Bioactive in situ crosslinkable polymer-peptide hydrogel for cell delivery to the intervertebral disc in a rat model.

Degeneration of the intervertebral disc (IVD) is associated with significant biochemical and morphological changes that include a loss of disc height, decreased water content and decreased cellularity. Cell delivery has been widely explored as a strategy to supplement the nucleus pulposus (NP) region of the degenerated IVD in both pre-clinical and clinical trials, using progenitor or primary cell sources. We previously demonstrated an ability for a polymer-peptide hydrogel, serving as a culture substrate, to promote adult NP cells to undergo a shift from a degenerative fibroblast-like state to a juvenile-like NP phenotype. In the current study, we evaluate the ability for this peptide-functionalized hydrogel to serve as a bioactive system for cell delivery, retention and preservation of a biosynthetic phenotype for primary IVD cells delivered to the rat caudal disc in an anular puncture degeneration model. Our data suggest that encapsulation of adult degenerative human NP cells in a stiff formulation of the hydrogel functionalized with laminin-mimetic peptides IKVAV and AG73 can promote cell viability and increased biosynthetic activity for this population in 3D culture in vitro. Delivery of the peptide-functionalized biomaterial with primary rat cells to the degenerated IVD supported NP cell retention and NP-specific protein expression in vivo, and promoted improved disc height index (DHI) values and endplate organization compared to untreated degenerated controls. The results of this study suggest the physical cues of this peptide-functionalized hydrogel can serve as a supportive carrier for cell delivery to the IVD. STATEMENT OF SIGNIFICANCE: Cell delivery into the degenerative intervertebral disc has been widely explored as a strategy to supplement the nucleus pulposus.
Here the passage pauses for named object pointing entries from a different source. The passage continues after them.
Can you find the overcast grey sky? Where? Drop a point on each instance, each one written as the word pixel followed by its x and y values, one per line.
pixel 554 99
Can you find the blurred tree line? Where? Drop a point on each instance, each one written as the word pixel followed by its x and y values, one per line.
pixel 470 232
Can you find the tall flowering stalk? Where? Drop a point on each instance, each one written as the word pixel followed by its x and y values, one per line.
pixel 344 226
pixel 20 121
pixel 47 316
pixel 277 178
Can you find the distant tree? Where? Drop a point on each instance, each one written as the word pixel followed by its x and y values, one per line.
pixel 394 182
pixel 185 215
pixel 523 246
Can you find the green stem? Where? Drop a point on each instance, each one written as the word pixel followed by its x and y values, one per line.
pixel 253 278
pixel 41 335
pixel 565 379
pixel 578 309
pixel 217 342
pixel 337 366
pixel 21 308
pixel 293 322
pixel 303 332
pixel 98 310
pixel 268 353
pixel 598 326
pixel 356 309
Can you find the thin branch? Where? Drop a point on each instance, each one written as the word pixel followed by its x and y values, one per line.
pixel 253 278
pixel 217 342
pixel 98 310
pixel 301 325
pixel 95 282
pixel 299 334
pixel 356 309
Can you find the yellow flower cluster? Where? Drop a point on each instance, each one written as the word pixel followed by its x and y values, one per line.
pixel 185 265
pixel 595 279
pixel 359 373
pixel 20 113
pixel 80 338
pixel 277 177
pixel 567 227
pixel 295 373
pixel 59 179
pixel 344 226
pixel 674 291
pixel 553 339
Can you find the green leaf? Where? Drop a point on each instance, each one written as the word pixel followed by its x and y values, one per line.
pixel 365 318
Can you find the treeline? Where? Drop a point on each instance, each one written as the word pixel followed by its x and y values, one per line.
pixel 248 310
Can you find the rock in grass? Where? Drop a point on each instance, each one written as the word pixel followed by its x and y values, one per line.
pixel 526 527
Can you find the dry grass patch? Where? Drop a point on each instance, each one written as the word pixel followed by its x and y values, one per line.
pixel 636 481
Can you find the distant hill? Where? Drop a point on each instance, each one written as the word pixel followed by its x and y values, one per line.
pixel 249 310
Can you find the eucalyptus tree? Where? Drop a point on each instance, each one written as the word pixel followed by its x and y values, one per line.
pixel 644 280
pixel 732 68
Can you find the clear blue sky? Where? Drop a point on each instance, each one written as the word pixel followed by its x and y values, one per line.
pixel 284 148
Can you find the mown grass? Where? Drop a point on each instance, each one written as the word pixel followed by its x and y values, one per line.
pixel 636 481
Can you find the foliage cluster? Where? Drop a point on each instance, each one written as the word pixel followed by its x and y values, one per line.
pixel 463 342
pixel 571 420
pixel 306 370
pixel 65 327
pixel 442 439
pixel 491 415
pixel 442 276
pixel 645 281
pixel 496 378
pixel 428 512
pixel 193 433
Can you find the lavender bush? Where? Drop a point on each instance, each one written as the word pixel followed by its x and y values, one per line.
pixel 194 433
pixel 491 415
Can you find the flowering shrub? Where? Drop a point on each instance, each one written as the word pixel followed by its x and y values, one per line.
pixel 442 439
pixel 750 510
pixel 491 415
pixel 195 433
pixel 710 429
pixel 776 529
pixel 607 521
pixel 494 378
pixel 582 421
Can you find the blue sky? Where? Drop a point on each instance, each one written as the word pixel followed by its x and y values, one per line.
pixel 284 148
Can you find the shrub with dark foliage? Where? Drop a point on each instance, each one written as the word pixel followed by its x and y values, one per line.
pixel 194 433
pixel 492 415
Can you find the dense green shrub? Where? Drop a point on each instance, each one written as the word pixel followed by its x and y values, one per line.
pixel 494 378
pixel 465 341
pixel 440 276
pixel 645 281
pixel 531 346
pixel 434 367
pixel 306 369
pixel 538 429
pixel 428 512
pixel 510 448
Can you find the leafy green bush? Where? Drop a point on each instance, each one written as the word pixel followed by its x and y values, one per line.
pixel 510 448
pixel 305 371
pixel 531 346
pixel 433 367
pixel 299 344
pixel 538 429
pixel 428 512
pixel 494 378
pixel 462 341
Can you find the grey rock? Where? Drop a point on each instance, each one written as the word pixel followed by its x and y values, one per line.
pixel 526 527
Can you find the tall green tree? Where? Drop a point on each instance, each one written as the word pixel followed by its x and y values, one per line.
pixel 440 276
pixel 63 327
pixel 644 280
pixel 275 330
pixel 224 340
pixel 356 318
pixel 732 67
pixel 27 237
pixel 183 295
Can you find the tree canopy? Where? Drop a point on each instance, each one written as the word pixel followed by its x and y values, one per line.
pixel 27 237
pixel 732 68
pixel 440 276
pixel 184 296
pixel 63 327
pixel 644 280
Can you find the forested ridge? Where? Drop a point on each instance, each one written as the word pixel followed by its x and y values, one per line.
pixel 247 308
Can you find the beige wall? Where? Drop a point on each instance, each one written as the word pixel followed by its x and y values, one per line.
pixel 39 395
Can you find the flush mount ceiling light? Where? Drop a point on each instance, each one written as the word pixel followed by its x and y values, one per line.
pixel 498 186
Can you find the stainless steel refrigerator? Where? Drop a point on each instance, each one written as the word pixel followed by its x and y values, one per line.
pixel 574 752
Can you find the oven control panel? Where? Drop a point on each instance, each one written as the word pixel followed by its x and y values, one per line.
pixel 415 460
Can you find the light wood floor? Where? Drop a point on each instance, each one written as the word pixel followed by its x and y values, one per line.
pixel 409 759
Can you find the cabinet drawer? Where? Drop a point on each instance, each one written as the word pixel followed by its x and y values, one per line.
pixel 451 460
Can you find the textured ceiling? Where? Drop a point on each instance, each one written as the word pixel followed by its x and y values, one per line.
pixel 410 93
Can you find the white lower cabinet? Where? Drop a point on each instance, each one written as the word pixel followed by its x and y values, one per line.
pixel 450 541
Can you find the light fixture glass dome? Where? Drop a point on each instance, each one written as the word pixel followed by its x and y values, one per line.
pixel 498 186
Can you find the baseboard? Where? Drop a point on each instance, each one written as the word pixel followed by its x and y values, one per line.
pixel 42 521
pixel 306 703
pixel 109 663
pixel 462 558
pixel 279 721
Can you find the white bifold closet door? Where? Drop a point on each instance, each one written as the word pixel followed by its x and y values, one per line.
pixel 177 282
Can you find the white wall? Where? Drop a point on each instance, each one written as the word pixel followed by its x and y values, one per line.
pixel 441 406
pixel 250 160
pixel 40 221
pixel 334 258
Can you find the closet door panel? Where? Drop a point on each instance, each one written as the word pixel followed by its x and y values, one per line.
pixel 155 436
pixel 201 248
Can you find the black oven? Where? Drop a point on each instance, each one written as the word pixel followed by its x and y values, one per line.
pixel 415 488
The current work seeks to employ a biomaterial functionalized with laminin-mimetic peptides as a cell delivery scaffold in order to improve cell retention rates within the intradiscal space, while providing the delivered cells with biomimetic cues in order to promote phenotypic expression and increase biosynthetic activity. The use of the in situ crosslinkable material integrated with the native IVD, presenting a system with adequate physical properties to support a degenerative disc.